Кристоф за соседним столом возвысил голос и заглушил контральто Сони Куркулис.
— Вы, как погляжу, религиозная, — обращался немецкий анархист к четвертому пассажиру из их купе. Женщина с верхней полки тоже пришла на завтрак, мелко перекрестилась перед трапезой. Кристоф оглядел ее критически.
— И крестик носите? Это что на вас такое надето — ряса? В церковь ходите?
— Обязательно, — подтвердила пожилая женщина в рясе.
— В мире проблемы — а вы в церкви отсиживаетесь! Война будет!
— Мы не отсиживаемся, — примирительно сказала женщина, — мы в Россию едем с антивоенной миссией.
— Это еще зачем? Вот что скажу: отстаньте от России! Так и передайте в Ватикан!
— Церковь призывает к миру, — мягко сказала женщина в рясе. — Мы все, и католики, и ортодоксы, должны объединиться.
— А вы не думаете, что миру как раз война и нужна? Только война и спасет!
— Война людей убьет, — сказала монахиня.
— Так пусть в рай отправятся! Война перетряхнет продажный мир.
А за окном ветер взметнул порошу; белая мгла закрыла окна поезда, мокрой простыней залепила стекла. Темно стало в вагоне-ресторане, точно не завтрак сейчас, а ужин.

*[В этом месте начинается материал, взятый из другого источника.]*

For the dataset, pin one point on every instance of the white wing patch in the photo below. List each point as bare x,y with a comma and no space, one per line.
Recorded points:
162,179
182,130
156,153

— Чуть что — Россия виновата. А за германских рабочих вы молитесь?
— Страшно в темноте слушать анархиста, — вполголоса сказала Соня Куркулис, — каркает, как ворон, правда?
— Мы за всех молимся, — сказала монахиня.
— Вот-вот! Помолитесь за олигархов! За банкиров помолитесь! Знаете, какая у меня пенсия? Всю жизнь вкалывал, а сейчас мне за квартиру нечем платить.
— Вы тяжело работали? — сочувственно спросила монахиня.